Temporal architectural comparison:
In Temporal, you’d split this into a workflow (orchestration logic) and activities (LLM calls, tool execution). The workflow would be deterministic, and activities would handle side effects:
| Component | Temporal | Trigger.dev |
|---|---|---|
| Orchestration logic | Workflow function (deterministic, no side effects) | Task function (imperative, side effects allowed) |
| External API calls | Activity functions (separate registration, worker pools) | Direct async/await in task body |
| State management | Event history replay | Checkpoint serialization at await points |
| Code organization | Split across workflow/activity files, explicit registration | Single task function, implicit runtime handling |
| Failure recovery | Replay from event log | Resume from last checkpoint |
The Temporal version requires more boilerplate (activity definitions, worker registration) but provides stronger guarantees about determinism and replay. Trigger.dev collapses the workflow/activity distinction into a single task function, reducing setup time but removing replay guarantees.
When to Use Each
Choose Trigger.dev when:
- You want to write TypeScript background jobs without learning workflow semantics
- Your tasks are mostly linear with occasional branching (agent loops, data pipelines)
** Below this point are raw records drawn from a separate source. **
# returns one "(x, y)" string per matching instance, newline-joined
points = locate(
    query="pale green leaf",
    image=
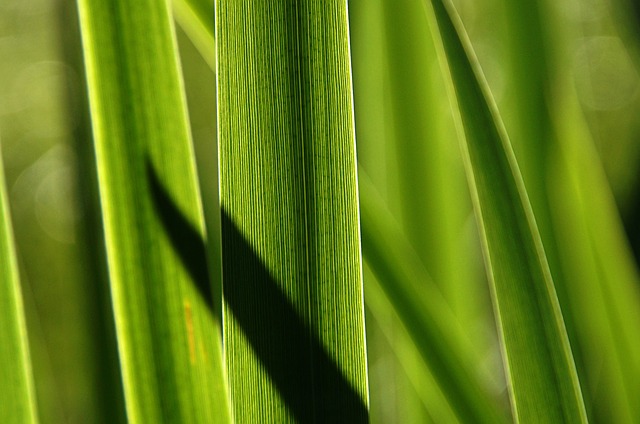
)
(424, 312)
(17, 405)
(168, 336)
(541, 371)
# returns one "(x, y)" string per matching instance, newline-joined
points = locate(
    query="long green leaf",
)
(423, 312)
(293, 310)
(543, 380)
(168, 337)
(16, 386)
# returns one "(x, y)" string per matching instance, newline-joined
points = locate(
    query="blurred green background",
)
(406, 143)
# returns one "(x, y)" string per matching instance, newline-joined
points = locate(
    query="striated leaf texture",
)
(168, 337)
(292, 279)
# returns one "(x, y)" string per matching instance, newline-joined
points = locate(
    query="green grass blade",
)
(196, 19)
(168, 337)
(16, 386)
(293, 311)
(411, 379)
(543, 380)
(423, 312)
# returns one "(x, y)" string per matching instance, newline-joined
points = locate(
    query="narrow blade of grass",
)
(168, 336)
(196, 19)
(423, 312)
(16, 386)
(542, 375)
(292, 283)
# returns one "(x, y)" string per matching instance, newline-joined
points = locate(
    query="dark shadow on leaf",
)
(306, 376)
(186, 241)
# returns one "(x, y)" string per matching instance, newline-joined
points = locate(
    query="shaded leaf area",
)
(304, 373)
(187, 242)
(288, 184)
(168, 338)
(283, 343)
(542, 374)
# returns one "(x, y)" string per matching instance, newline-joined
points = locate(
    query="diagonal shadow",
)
(306, 376)
(186, 241)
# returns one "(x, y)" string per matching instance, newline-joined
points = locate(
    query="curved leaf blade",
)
(543, 379)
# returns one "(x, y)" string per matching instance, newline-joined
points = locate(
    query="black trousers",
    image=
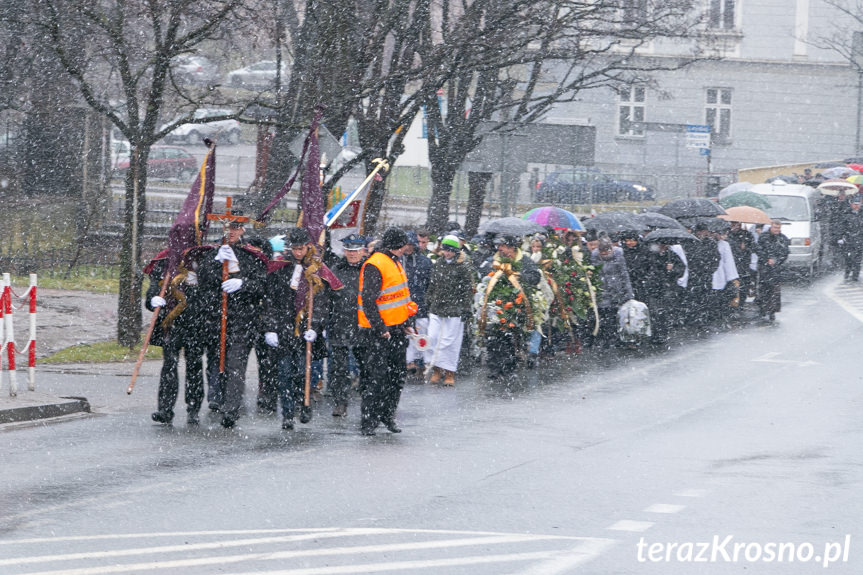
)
(503, 350)
(338, 374)
(169, 379)
(268, 375)
(382, 376)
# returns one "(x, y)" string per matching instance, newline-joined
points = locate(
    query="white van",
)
(797, 206)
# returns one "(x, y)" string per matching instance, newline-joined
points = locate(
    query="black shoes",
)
(391, 426)
(162, 417)
(305, 414)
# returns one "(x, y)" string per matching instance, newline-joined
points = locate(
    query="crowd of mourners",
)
(402, 305)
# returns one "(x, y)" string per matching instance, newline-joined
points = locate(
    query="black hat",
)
(354, 242)
(507, 240)
(298, 237)
(394, 239)
(235, 223)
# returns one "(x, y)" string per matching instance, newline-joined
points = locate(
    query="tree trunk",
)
(374, 203)
(438, 210)
(477, 184)
(129, 303)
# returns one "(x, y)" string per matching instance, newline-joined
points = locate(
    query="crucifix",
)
(227, 219)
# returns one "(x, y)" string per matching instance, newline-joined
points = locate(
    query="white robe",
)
(413, 352)
(445, 337)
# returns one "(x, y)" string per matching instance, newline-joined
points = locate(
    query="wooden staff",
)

- You need fast iteration and don’t want to run infrastructure
- Container-level isolation matters for security or multi-tenancy
- Your team already knows async/await patterns and doesn’t want to learn event sourcing
Choose Temporal when:
- You need long-running workflows (days or weeks) with complex state machines
- You require exactly-once semantics with deterministic replay
- You want to version workflows and migrate running instances
- You need polyglot support (Go, Java, Python workers alongside TypeScript)
- You already run Kubernetes and can operate a Temporal cluster
For most agent tasks (research loops, content generation, API orchestration), Trigger.dev’s simpler model reduces cognitive load. For complex multi-agent systems with compensation logic and long-running coordination, Temporal’s guarantees justify the complexity.
Technical Verdict
Trigger.dev V2 trades Temporal’s deterministic replay for developer ergonomics. You get durable execution without event sourcing, automatic retries without activity boilerplate, and managed infrastructure without running a cluster.
Use Trigger.dev if:
- Your agent pauses at LLM API calls and tool invocations (natural checkpoint boundaries) and you prioritize time-to-first-task over replay guarantees
- You’re building a multi-tenant agent system where each customer’s tasks need container-level isolation for security
- Your failure modes are “retry with exponential backoff or alert a human” rather than “replay the exact sequence for audit compliance”
- You need to ship agent workflows in days (research loops, content pipelines, notification sequences) without infrastructure overhead
- Your tasks complete in minutes to hours, not days or weeks
Avoid Trigger.dev if:
- You need sub-second task invocation latency or fan-out to thousands of parallel tasks. Temporal’s worker pools handle high-throughput scenarios more efficiently than managed container orchestration.
- You require deterministic replay for regulatory compliance (financial transactions, healthcare workflows) or complex debugging scenarios where you must reproduce exact LLM responses
- You need to version long-running workflows (7-day research projects, month-long approval chains) and migrate instances in-flight without downtime
- Your team already operates Temporal infrastructure and knows the workflow/activity pattern (switching costs outweigh ergonomic gains)
- You need polyglot workers (Python for ML, Go for high-throughput data processing) alongside TypeScript orchestration
The core limitation is that you can’t replay arbitrary execution points or time-travel through workflow history. If a task fails in a way that’s hard to reproduce (non-deterministic LLM output, race condition in tool execution), you inspect logs and checkpointed state rather than replaying the exact sequence. For agent builders focused on shipping fast and iterating on prompts and tool chains, this tradeoff is acceptable. For teams building regulated systems or debugging complex multi-agent coordination, Temporal’s replay model justifies the operational complexity.